L’auteur sait de quoi il parle, son pays ayant été le terrain d’une guerre longue contre l’Union des Populations du Cameroun enclenchée avant l’indépendance et poursuivie jusqu’en 1971 : « Une guerre coloniale puis néocoloniale, qui a fait des dizaines de milliers de morts, peut-être davantage » résume les auteurs du livre « Kamerun ! Une guerre cachée aux origines de la Françafrique[ix] ».
Le sous-traitant de la « guerre froide en Afrique (1960-1990)
Recensant les interventions militaires françaises en Afrique subsaharienne des indépendances au début de la décennie 90, le journaliste Jean Chatain en dénombre « une cinquantaine » en précisant que la liste est non seulement « non exhaustive, mais de plus laisse de côté les interventions « officieuses », celles conduites par des mercenaires type Bob Denard et non par des soldats en uniforme[x] ». La liste des pays concernés reflète cet activisme militaire : Cameroun, Gabon, Congo, Tchad, Mauritanie, Sénégal, Niger, Djibouti, Zaïre, Centrafrique, Togo, Rwanda.
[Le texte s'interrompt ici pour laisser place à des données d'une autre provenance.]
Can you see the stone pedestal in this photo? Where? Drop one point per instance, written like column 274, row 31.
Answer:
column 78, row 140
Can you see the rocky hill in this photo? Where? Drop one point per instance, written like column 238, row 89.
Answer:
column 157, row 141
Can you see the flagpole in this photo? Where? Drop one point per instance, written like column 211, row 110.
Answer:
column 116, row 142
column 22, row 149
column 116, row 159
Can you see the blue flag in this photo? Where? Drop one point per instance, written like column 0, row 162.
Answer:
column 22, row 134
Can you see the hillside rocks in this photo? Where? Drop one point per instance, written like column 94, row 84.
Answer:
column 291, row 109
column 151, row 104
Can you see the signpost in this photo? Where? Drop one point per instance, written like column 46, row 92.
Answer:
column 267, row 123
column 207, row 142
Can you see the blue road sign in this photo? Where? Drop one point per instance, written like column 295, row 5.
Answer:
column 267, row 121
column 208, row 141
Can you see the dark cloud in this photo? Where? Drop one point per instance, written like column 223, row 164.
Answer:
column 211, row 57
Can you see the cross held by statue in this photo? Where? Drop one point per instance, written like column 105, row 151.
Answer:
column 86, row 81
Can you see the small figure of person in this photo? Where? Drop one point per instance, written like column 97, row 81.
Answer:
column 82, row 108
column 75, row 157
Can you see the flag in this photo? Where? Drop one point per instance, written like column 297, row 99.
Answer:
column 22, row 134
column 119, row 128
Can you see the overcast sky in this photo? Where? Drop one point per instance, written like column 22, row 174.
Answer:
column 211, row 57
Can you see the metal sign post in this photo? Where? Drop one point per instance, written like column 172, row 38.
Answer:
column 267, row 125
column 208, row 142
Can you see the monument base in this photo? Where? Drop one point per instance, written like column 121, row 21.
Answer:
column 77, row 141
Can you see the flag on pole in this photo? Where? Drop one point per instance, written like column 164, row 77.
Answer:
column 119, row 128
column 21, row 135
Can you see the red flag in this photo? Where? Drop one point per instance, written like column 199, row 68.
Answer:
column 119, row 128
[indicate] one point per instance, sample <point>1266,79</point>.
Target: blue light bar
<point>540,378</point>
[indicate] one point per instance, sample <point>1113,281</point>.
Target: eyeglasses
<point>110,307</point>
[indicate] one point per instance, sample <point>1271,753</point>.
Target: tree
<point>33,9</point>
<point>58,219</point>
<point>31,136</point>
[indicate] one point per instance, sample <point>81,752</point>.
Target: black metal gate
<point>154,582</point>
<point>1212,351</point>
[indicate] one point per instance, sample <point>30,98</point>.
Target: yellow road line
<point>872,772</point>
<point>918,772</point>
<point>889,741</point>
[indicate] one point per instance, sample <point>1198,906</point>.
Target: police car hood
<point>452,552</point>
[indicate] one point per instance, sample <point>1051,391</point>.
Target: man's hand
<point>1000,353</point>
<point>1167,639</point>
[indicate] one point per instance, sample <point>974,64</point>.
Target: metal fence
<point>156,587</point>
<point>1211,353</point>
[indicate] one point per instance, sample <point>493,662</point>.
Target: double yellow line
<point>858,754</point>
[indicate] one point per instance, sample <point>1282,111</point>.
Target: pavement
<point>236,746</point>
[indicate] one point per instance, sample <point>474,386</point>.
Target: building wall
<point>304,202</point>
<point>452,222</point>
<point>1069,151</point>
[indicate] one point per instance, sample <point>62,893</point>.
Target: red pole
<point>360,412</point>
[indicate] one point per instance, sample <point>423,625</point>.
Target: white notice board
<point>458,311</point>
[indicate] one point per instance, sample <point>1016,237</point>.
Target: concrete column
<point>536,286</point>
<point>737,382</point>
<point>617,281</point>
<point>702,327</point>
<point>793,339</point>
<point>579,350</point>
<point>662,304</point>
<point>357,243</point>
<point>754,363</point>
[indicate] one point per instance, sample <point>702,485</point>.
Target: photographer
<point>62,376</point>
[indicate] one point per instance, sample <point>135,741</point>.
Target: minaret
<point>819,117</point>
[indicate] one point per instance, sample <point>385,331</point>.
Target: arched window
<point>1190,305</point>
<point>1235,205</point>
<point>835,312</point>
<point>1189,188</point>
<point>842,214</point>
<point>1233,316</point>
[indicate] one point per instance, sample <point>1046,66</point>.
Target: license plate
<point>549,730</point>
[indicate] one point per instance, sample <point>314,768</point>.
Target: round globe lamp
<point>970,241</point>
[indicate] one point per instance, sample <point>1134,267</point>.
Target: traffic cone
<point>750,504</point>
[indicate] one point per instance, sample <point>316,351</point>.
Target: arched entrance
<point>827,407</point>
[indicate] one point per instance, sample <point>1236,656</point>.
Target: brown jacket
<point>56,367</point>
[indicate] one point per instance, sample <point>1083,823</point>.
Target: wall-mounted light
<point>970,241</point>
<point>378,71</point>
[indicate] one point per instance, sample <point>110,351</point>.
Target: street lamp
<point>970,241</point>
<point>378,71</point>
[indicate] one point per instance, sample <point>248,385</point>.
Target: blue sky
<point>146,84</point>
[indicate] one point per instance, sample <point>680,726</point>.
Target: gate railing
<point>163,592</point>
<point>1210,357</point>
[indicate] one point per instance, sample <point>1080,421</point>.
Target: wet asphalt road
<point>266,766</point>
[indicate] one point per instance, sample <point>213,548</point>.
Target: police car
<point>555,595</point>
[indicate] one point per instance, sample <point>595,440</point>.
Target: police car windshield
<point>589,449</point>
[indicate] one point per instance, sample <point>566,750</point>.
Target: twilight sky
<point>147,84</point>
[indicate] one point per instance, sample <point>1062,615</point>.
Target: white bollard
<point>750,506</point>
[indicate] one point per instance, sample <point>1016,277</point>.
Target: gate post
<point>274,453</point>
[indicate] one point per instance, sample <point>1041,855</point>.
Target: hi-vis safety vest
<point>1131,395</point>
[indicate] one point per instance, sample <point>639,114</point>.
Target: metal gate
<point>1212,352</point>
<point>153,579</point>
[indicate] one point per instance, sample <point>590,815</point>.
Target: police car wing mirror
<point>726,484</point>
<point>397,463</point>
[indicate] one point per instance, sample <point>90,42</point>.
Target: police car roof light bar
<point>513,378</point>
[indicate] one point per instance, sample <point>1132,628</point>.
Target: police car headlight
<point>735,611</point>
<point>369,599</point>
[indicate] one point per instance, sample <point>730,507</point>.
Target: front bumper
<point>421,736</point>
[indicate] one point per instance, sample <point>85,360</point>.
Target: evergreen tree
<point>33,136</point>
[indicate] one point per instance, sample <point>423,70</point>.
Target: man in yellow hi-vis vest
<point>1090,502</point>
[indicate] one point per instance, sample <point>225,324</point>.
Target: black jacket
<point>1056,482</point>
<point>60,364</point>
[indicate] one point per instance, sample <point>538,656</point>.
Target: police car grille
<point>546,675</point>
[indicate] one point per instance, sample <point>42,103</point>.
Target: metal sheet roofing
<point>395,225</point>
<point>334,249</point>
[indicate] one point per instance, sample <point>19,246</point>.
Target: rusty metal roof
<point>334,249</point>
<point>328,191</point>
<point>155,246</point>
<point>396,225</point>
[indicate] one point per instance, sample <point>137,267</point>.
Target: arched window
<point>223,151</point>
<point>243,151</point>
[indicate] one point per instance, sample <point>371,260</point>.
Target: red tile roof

Un tel activisme n’est compréhensible qu’en le resituant dans le contexte de la fin de la seconde guerre mondiale et de son rapport de forces. La position française au sortir du conflit est résumée comme suit par l’historien Frédéric Bozo : « Selon les critères classiques de la puissance, la France, à la fin de la seconde guerre mondiale, n’en est plus vraiment une. Son économie est réduite de moitié par rapport à l’avant-guerre ; ses infrastructures sont dévastées; sa démographie est obérée par le coût humain du conflit ; […] Surtout, la puissance française, en 1944-1945, est hypothéquée par le drame de la défaite de mai-juin 1940[xi]. » Complétons en soulignant que les États-Unis n’hésite pas à mettre en avant leur histoire pour se présenter comme anticolonialistes dans une stratégie tentant de profiter de l’affaiblissement des puissances coloniales européennes pour prendre pied en Afrique et en Asie[xii].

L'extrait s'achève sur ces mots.